У него было свойство, доставлявшее друзьям хищную радость. Он неподражаемо путал фамилии, и о каждой его оговорке мы сообщали друг другу с восторгом: ну, Борька опять такое выдал… Поэта Вознесенского, которого терпеть не мог, он упорно именовал Воскресенским или мог, например, глядя по телевизору прощальный матч Яшина, указать на лысоватого Бобби Чарльтона:

– Этот футболист мне очень напоминает Ромена Ролдана.

Мы переглядываемся: с чего бы вдруг? Оказалось – Ролана Быкова.

А то, сидя в «Литгазете», где, вовсе там не служа, проводил, как многие, целые дни – пока кому-то из нас не пришла в голову простейшая мысль: почему бы ему и Коржа вину не поручить отвечать на письма читателей, обеспечив какой-никакой заработок? – словом, сочиняя ответ какому-то «чайнику» (и по обычаю всех литконсультантов дежурно рекомендуя повышать мастерство, читать тех-то и тех-то), поднимает голову:

– Стасик, как фамилия этого литовского поэта?
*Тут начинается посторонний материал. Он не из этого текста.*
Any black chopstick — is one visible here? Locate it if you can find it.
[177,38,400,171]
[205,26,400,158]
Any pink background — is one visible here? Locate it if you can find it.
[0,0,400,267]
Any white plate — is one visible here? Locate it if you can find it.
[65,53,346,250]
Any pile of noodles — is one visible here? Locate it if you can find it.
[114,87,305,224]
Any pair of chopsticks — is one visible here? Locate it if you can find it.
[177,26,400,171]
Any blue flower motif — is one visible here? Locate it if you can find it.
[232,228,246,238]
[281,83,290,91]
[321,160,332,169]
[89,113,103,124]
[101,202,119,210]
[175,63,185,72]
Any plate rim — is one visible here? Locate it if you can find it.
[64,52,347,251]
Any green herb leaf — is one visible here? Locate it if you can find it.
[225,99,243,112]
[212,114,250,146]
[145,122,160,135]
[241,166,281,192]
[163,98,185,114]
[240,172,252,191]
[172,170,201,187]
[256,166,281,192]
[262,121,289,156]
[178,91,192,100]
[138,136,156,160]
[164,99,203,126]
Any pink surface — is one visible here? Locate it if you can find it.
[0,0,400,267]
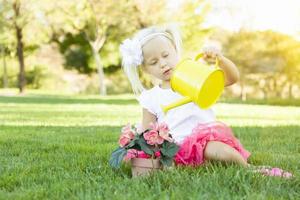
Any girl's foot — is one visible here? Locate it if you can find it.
[251,166,294,178]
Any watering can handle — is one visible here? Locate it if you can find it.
[161,97,192,114]
[195,53,219,67]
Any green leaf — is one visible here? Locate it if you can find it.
[161,142,179,158]
[138,137,154,156]
[109,147,127,168]
[160,156,173,167]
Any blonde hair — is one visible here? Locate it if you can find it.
[120,24,182,96]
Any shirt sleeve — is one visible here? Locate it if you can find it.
[138,91,156,115]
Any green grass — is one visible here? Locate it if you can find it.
[0,90,300,200]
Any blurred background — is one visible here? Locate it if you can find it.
[0,0,300,101]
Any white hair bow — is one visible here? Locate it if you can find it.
[120,39,143,67]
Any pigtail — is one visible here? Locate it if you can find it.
[165,23,182,56]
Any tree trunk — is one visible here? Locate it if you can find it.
[240,78,247,101]
[13,0,26,93]
[2,49,8,88]
[289,82,293,99]
[16,26,26,93]
[92,47,106,95]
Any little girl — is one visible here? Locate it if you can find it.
[120,25,290,176]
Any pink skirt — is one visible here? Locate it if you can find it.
[125,122,250,166]
[174,122,250,166]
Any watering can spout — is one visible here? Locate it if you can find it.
[161,53,225,114]
[161,97,192,114]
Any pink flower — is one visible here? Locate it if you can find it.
[158,123,174,142]
[121,123,135,139]
[144,130,164,145]
[119,135,130,147]
[119,124,135,147]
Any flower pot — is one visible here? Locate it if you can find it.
[131,158,162,177]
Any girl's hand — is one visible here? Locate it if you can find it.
[202,46,222,63]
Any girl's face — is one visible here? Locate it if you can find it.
[143,36,179,81]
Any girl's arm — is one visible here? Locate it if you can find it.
[142,108,156,131]
[203,47,240,86]
[218,55,240,86]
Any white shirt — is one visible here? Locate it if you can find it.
[138,86,216,143]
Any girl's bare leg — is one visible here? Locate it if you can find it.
[204,141,250,167]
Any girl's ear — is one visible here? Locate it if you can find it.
[141,63,149,74]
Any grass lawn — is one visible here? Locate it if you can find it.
[0,91,300,200]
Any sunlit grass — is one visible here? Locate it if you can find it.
[0,91,300,199]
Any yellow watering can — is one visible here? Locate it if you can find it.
[161,53,225,113]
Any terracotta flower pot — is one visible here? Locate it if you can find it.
[131,158,162,177]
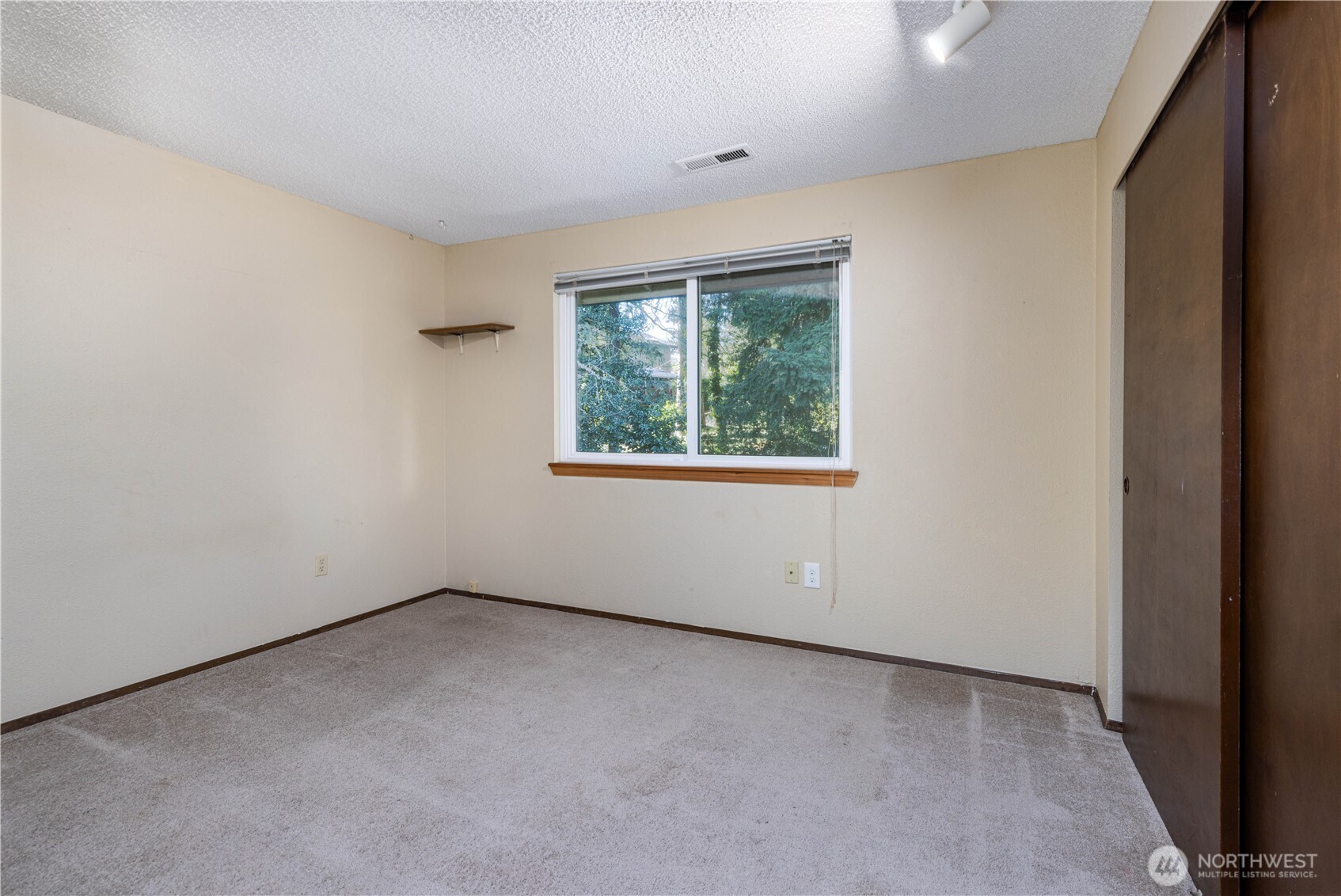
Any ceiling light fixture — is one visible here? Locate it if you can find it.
[927,0,993,62]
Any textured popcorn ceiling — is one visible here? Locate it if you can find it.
[0,0,1149,243]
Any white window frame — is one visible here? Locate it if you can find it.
[554,259,853,469]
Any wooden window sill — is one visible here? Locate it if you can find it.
[550,463,857,488]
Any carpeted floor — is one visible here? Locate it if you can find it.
[0,595,1191,894]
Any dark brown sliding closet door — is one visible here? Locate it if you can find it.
[1243,2,1341,894]
[1123,13,1243,894]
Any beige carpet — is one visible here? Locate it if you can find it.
[0,595,1185,894]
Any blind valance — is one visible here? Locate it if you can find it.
[554,236,852,292]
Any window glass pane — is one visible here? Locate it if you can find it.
[699,263,838,457]
[576,280,688,454]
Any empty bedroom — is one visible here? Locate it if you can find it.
[0,0,1341,896]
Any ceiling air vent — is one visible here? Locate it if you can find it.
[674,143,754,172]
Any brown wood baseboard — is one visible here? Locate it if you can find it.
[1094,688,1125,731]
[550,463,857,488]
[446,587,1104,708]
[0,587,448,734]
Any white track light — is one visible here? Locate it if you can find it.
[927,0,993,62]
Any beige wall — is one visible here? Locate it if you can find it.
[1094,0,1221,719]
[0,97,445,719]
[446,141,1096,683]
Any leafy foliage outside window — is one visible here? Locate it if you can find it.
[576,264,839,457]
[576,295,688,454]
[699,267,838,457]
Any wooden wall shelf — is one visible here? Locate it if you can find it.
[420,323,516,354]
[420,323,516,336]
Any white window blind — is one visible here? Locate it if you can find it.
[554,236,852,294]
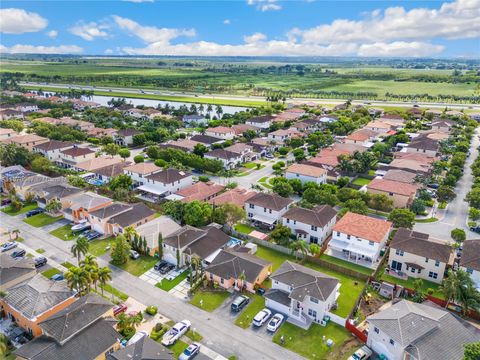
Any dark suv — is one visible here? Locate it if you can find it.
[230,295,250,312]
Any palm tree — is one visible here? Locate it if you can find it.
[71,237,90,264]
[97,266,112,295]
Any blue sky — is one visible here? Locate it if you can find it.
[0,0,480,57]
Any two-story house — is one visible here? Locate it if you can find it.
[265,261,340,329]
[285,164,327,184]
[367,300,480,360]
[388,228,454,283]
[460,239,480,289]
[245,193,293,228]
[282,205,337,245]
[328,212,392,267]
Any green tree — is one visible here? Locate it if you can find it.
[388,209,415,229]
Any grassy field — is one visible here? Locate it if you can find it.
[255,246,364,317]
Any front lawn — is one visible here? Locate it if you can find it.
[190,290,230,312]
[2,203,38,216]
[155,271,188,292]
[23,213,62,227]
[50,225,79,241]
[255,245,365,318]
[235,295,265,329]
[273,322,352,359]
[110,255,158,276]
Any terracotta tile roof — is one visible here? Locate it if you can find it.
[367,179,418,197]
[286,164,327,178]
[333,212,392,243]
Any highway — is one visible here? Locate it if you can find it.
[20,82,480,111]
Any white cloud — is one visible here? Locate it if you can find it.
[247,0,282,11]
[113,15,195,44]
[46,30,58,39]
[0,8,48,34]
[0,44,83,54]
[69,21,109,41]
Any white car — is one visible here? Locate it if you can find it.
[162,320,192,346]
[348,346,373,360]
[253,309,272,327]
[267,313,285,332]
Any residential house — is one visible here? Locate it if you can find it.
[367,178,418,208]
[328,212,392,267]
[0,274,77,337]
[88,203,156,235]
[203,149,243,169]
[205,126,235,140]
[62,191,113,223]
[0,253,37,292]
[282,205,337,245]
[367,300,480,360]
[460,239,480,289]
[245,193,293,228]
[163,224,230,267]
[15,294,122,360]
[2,134,49,151]
[388,228,454,284]
[265,261,340,329]
[114,129,140,146]
[205,250,272,293]
[285,164,327,184]
[137,169,193,202]
[123,162,162,186]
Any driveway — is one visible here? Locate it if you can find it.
[414,129,480,240]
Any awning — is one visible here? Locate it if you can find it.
[252,215,276,225]
[137,185,168,195]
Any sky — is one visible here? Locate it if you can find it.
[0,0,480,58]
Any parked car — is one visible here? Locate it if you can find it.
[178,343,200,360]
[50,274,64,281]
[267,313,285,332]
[113,303,128,316]
[33,256,48,268]
[162,320,192,346]
[348,346,373,360]
[0,241,18,252]
[10,249,27,259]
[230,295,250,312]
[25,208,45,217]
[252,308,272,327]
Меже… луже…

– Мужеложец, – говорю я, не дрогнув.

– А-а… – Он продолжает писать и вдруг вскидывается: – Дурак! Что ты такое несешь?

(Нынешнему читателю уже приходится напоминать: речь шла о лауреате Ленинской премии Межелайтисе.)

Не объясняю, почему воспоминание о друге, прожившем тяжелую и краткую жизнь, – всего-то пятьдесят пять лет без одного месяца, при том, что к этой поре выглядел очень красивым, но и очень глубоким стариком, – написавшем повесть, полную горечи утрат, начинаю с веселой или, по крайности, веселившей нас чепухи. (И в дальнейшем, на всем протяжении книги, отнюдь не зарекаясь от этого.) Да, время – не сказать, чтобы было наше, но ощущение передышки, отсрочки всегда воодушевляет как-то особенно, да и попросту – молоды были. Не только я, едва переваливший через два десятка, но и Боря, Борис Балтер, старший из нас, навоевавшийся на двух войнах.